In intellectual circles, says military analyst Andrew Yang, those who challenge the New Taiwanese orthodoxy can find themselves shunned by employers and publishers. Mainly they are members of the old ruling mainland minority, and few bemoan their fate. But if you are exposing the brutalities of mainlander rule, anything goes. Graphic cartoon histories of the White Terror are selling like hotcakes.

Taipei has established a memorial to 2/28 victims, and is considering case by case the compensation claims of 10,000 people jailed as spies or troublemakers during the White Terror, the oppressive early years of Nationalist rule. "It's unbelievable... a dream come true," says author Bo Yang, 80, who spent nine years in jail during that period. His offense: translating a Popeye cartoon with a sardonic allusion to Chiang Kai-shek. This is a time of nation-building. Many of the aging tycoons who helped created Taiwan's postwar economic miracle are writing celebratory memoirs, feeding the widespread sense of resentment that Taiwan does not get the international respect it deserves. Populist politician Hsu Hsin-liang, a failed presidential candidate, has set up a think tank named after his 1997 book, "The Rising People." He argues that the Chinese who came to Taiwan no longer have much in common with China. Instead, he places them in a line of "stronger" races from the Mongols to the Japanese who are destined to "rise, conquer and succeed."

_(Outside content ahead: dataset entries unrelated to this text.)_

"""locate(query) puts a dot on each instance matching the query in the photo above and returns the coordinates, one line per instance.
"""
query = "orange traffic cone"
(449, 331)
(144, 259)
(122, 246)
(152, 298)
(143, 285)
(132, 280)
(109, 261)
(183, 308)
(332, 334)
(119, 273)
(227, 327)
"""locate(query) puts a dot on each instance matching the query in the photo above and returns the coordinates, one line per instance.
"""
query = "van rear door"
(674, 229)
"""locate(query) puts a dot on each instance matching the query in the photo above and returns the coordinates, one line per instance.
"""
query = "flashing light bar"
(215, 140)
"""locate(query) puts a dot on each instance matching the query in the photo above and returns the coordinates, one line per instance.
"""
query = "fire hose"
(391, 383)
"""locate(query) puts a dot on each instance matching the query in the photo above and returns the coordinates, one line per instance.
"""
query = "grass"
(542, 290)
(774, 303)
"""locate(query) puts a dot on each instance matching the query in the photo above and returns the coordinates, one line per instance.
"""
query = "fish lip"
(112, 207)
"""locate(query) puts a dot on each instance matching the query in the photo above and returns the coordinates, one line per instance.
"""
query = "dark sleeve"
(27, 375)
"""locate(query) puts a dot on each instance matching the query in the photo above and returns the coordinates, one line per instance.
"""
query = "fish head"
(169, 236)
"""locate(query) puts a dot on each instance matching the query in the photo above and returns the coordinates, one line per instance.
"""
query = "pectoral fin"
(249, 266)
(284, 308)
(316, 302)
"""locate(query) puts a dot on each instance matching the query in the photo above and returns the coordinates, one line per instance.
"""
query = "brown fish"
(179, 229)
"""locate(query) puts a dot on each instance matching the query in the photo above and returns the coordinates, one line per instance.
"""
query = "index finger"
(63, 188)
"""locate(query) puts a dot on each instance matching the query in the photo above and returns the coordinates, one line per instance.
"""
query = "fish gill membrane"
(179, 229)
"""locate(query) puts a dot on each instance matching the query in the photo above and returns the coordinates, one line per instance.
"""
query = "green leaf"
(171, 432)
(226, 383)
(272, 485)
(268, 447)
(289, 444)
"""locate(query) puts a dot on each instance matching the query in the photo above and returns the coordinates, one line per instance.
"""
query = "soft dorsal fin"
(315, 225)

The $40 million invested in businesses in China will continue to bind Taiwan to the mainland economically. But President Lee, says author Hsiao, is trying to end the "civil-war mentality" so Taiwan can move on socially and politically. It's clear Beijing doesn't like it: each step he takes to distance his island from China will surely be met by new threats. When China's planes buzzed over the strait this month, it was only the latest of many confrontations since 1995, when Beijing launched missiles across the strait, according to political strategist Yang. Typically, China sends jets on "pseudo challenges" to Taiwan, provoking Taipei generals to scramble their fighters when the intruders cross within 20 nautical miles. It's psychological warfare, a handy way of scaring those who would write China out of the history books.